The Rubin Museum will close its Manhattan galleries in October, but will continue to champion the art of the Himalayas through an expansive model that includes grant-making and continuing its active loan programme.
Jorrit Britschgi, the museum’s executive director, said that a lot of thought, planning, and analysis led to the decision to transition into a museum without walls and expand their reach globally. The museum began to make this move by implementing various digital strategies. “We were able to test many of them already with the pandemic,” Britschgi says.
For instance, Project Himalayan Art—the museum’s online resource—has become a multimedia treasure trove for educators and the curious alike. Its Mindfulness Meditation podcast, launched in 2015, has been downloaded by users from 189 countries. (Its other podcast, Awaken, was a Webby Awards honouree.)
The Rubin, founded by Donald and Shelley Rubin, opened in a former department stores in Manhattan’s Chelsea neighbourhood in 2004 with more than 3,000 objects centred largely around art from the Tibetan Plateau. It established its presence over the years with a series of memorable exhibitions and innovative programmes from displaying The Red Book—the Swiss psychiatrist Carl Jung’s legendary and rarely seen illustrated manuscript—to the popular Dream-overs where adult participants camped out near a work of choice while listening to lullabies and bedtime lectures about dreams.
Even before the onset of Covid-19, Britschgi says, the museum’s leaders were considering different ways they could use the collection and deploy their financial assets to collaborate with other organisations to tell the story of Himalayan art and culture.
In many respects, the Rubin has already implemented its global vision. For the 2022 Venice Biennale, it provided lead support for the inaugural Nepal pavilion. Earlier that year, it returned an artefact in its collection when it was discovered that it had been looted from Itumbaha, one of the oldest monasteries in Kathmandu.
Britschgi points out that the new model the museum is pursuing is not related to the repatriation issue. “If there are other pieces that should be sent back, we will do that,” he says.

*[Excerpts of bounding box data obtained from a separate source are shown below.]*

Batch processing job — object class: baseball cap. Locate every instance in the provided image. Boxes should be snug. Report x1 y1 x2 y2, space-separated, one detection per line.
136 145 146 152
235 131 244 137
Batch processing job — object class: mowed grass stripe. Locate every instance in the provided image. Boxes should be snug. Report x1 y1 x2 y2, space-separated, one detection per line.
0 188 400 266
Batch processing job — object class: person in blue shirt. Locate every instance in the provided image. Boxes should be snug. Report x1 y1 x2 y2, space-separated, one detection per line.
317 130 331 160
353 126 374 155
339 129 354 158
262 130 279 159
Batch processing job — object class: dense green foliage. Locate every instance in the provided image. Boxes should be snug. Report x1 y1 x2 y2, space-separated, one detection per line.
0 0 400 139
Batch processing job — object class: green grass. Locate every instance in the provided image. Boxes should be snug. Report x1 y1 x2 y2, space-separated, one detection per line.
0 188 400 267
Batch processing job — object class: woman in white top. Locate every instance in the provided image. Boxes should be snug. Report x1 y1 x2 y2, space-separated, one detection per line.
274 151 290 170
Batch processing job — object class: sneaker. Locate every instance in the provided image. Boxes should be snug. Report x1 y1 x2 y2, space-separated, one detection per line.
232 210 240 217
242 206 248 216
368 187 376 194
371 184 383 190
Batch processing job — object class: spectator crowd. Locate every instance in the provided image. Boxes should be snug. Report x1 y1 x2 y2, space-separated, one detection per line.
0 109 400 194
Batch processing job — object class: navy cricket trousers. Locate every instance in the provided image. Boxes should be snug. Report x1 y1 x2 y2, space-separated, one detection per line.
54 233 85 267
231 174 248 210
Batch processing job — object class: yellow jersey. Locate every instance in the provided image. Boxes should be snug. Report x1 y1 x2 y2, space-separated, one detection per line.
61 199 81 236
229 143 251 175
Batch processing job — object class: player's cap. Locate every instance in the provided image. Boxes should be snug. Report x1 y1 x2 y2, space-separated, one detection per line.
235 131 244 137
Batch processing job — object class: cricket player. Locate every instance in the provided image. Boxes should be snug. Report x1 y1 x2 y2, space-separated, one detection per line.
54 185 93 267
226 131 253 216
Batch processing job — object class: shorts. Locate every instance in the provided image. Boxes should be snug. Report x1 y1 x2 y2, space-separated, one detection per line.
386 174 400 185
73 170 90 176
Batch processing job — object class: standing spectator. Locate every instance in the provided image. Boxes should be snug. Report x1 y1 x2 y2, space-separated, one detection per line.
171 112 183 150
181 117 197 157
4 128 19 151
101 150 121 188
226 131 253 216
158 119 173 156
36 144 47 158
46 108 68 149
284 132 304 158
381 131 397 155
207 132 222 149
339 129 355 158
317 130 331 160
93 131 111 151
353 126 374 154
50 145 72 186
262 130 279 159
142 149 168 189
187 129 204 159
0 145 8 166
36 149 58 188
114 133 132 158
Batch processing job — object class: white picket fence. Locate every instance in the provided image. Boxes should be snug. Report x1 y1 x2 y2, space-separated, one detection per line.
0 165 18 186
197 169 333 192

When it came to Itumbaha, the museum was presented with an additional opportunity to help that community establish its own museum. “It was our response to what the community wanted,” he says. “We stepped in with a meaningful contribution … and going forward we will be entering many more collaborations in the Himalayas that go beyond repatriation.”
The Rubin also successfully recreated the Mandala Lab, a fixture of its New York space, as an interactive installation in a park in Bilbao—further proof that the museum can create projects for public spaces. “We have been able to reach people who wouldn’t typically enter a museum and make them familiar with our work and what we stand for,” Britschgi says.
Applications for the Rubin’s new grant programme will open in March, with details on the process to be posted online at that time. “We want to be responsive,” says Britschgi, adding that it will also be a learning process for the organisation on how to effectively step in. “There are two angles; how do we enable scholarship and new research, and how can we support creative exploration and dialogue.” In addition to this two-pronged approach, the Rubin is also establishing an awards programme for artists from the region.
The decision to sell the building allows the museum to spread awareness of its work around the globe. “This is a choice that the Rubin is making from a position of strength.” Britschgi says.
There is one beloved treasure from the museum that will find a permanent home in New York City—the Tibetan Buddhist Shrine Room. The Rubin is still working out the details and will announce a location in the coming months.